#!/usr/bin/env python3
"""
Distributed exact dedup (with LSH bins for sharding) for zero_context/medium.
Resume is fast via:
  1) Digest-first checking (xxhash) — no MinHash if already seen.
  2) Per-file DONE marker — skip whole files already processed.

Features:
- Resume support: skips existing samples/files
- Exact dedup inside bins (xxhash digest equality)
- Batched Ray RPCs and LMDB writes
- File-batch and sample progress bars
"""

from __future__ import annotations
import os, sys, argparse, csv
from typing import Iterable, List, Dict, Tuple

import ujson as json
from tqdm import tqdm

import ray, lmdb, xxhash
from datasketch import MinHash

FIELD_SEP = "\n--FIELD--\n"

# -------------------------------
# Tokenization / text utilities
# -------------------------------

def tokenize_words(text: str) -> Iterable[bytes]:
    for tok in text.lower().split():
        if tok:
            yield tok.encode("utf-8")

def tokenize_char_ngrams(text: str, n: int = 5) -> Iterable[bytes]:
    t = text.lower()
    L = len(t)
    if L < n:
        if L > 0:
            yield t.encode("utf-8")
        return
    for i in range(L - n + 1):
        yield t[i:i+n].encode("utf-8")

def compute_minhash(text: str, num_perm: int, tokenizer: str, ngram: int) -> MinHash:
    mh = MinHash(num_perm=num_perm)
    if tokenizer == "word":
        toks = [tok.encode("utf-8") for tok in text.lower().split() if tok]
    else:
        t = text.lower()
        if len(t) < ngram:
            toks = [t.encode("utf-8")] if t else []
        else:
            toks = [t[i:i+ngram].encode("utf-8") for i in range(len(t) - ngram + 1)]
    if hasattr(mh, "update_batch"):
        mh.update_batch(toks)
    else:
        for tok in toks:
            mh.update(tok)
    return mh

def compute_exact_digest(text: str) -> bytes:
    return xxhash.xxh3_64_digest(text.encode("utf-8"))

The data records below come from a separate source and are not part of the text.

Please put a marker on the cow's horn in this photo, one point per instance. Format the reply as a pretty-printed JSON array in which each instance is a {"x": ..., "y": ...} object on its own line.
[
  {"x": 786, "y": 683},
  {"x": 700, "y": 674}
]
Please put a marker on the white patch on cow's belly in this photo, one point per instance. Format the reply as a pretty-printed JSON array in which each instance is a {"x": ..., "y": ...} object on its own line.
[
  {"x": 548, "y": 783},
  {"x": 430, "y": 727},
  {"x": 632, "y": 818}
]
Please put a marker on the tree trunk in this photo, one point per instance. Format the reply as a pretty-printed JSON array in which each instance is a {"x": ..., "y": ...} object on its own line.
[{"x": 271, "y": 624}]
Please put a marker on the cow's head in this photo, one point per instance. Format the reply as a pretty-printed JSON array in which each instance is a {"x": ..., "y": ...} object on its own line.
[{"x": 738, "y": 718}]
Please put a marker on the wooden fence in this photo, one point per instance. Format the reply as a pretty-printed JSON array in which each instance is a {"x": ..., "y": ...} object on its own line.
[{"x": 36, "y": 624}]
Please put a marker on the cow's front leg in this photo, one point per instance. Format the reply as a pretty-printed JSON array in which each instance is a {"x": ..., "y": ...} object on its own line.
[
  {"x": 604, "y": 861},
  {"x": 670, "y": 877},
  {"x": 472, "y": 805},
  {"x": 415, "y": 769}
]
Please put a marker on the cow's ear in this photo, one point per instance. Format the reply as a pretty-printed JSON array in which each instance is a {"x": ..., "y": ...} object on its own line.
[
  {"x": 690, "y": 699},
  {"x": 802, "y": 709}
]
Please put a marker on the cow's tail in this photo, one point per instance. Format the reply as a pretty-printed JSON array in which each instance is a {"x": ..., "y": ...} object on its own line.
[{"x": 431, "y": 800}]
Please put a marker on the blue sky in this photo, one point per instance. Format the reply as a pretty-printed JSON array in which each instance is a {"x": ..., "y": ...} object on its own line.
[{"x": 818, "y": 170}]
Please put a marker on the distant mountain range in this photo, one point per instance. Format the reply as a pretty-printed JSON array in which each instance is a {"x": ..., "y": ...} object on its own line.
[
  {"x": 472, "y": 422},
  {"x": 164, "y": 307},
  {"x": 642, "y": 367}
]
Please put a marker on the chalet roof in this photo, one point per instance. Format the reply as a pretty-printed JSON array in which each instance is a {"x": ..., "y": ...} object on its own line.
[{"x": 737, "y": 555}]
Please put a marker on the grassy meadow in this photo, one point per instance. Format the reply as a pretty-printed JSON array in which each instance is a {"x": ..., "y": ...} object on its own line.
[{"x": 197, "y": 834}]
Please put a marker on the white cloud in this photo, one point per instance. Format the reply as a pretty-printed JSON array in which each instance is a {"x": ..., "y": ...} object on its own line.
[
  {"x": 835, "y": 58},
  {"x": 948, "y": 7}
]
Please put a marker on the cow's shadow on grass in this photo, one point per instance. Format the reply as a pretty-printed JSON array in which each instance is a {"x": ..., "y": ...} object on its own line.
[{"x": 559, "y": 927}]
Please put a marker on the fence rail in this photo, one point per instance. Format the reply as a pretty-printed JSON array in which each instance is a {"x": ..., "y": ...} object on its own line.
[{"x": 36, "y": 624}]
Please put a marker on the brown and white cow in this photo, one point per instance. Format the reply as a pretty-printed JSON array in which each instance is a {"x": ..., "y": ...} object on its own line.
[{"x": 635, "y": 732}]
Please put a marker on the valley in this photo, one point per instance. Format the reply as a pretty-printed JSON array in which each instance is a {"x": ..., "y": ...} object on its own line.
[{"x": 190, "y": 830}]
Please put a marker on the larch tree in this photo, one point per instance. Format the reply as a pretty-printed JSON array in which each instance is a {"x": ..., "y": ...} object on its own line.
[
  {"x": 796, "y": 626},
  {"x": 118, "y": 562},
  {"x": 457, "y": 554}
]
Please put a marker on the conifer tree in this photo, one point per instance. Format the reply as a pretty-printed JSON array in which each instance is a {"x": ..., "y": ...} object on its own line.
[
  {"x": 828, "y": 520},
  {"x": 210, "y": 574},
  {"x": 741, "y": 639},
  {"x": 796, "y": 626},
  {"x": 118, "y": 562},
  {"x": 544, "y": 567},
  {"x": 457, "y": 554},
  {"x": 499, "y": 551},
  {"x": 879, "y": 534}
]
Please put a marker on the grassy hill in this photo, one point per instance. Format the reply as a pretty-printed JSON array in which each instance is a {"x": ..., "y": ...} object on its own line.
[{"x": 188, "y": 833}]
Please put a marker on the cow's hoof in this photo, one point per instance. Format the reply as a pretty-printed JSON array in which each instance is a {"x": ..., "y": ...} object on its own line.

# -------------------------------
# LSH banding
# -------------------------------

def compute_band_keys(sig_buf: bytes, bands: int, rows: int) -> List[bytes]:
    import numpy as np
    hv = np.frombuffer(sig_buf, dtype=np.uint64)
    keys = []
    assert len(hv) == bands * rows
    for b in range(bands):
        start = b * rows
        chunk = hv[start:start+rows]
        h = xxhash.xxh3_64_digest(chunk.tobytes())
        keys.append(b.to_bytes(2, "big") + h)
    return keys

# -------------------------------
# Storage (LMDB)
# -------------------------------

class LMDBIndex:
    """
    DBs:
      - db_buckets: band_key -> newline-delimited sample_ids
      - db_sigs:    sample_id -> digest (bytes)
      - db_digests: digest -> sample_id (any one)
      - db_files:   fid -> marker (whole file done)
    """
    def __init__(self, op_dir: str, map_size: int = 128 << 30, readonly: bool = False):
        os.makedirs(op_dir, exist_ok=True)
        self.env = lmdb.open(
            op_dir,
            map_size=map_size,
            max_dbs=4,
            subdir=True,
            readonly=readonly,
            lock=not readonly,
            readahead=False,
            writemap=False,
            map_async=True,
            max_readers=2048,
            sync=False,
            metasync=False,
        )
        self.db_buckets = self.env.open_db(b"buckets")
        self.db_sigs = self.env.open_db(b"sigs")
        self.db_digests = self.env.open_db(b"digests")
        self.db_files = self.env.open_db(b"files")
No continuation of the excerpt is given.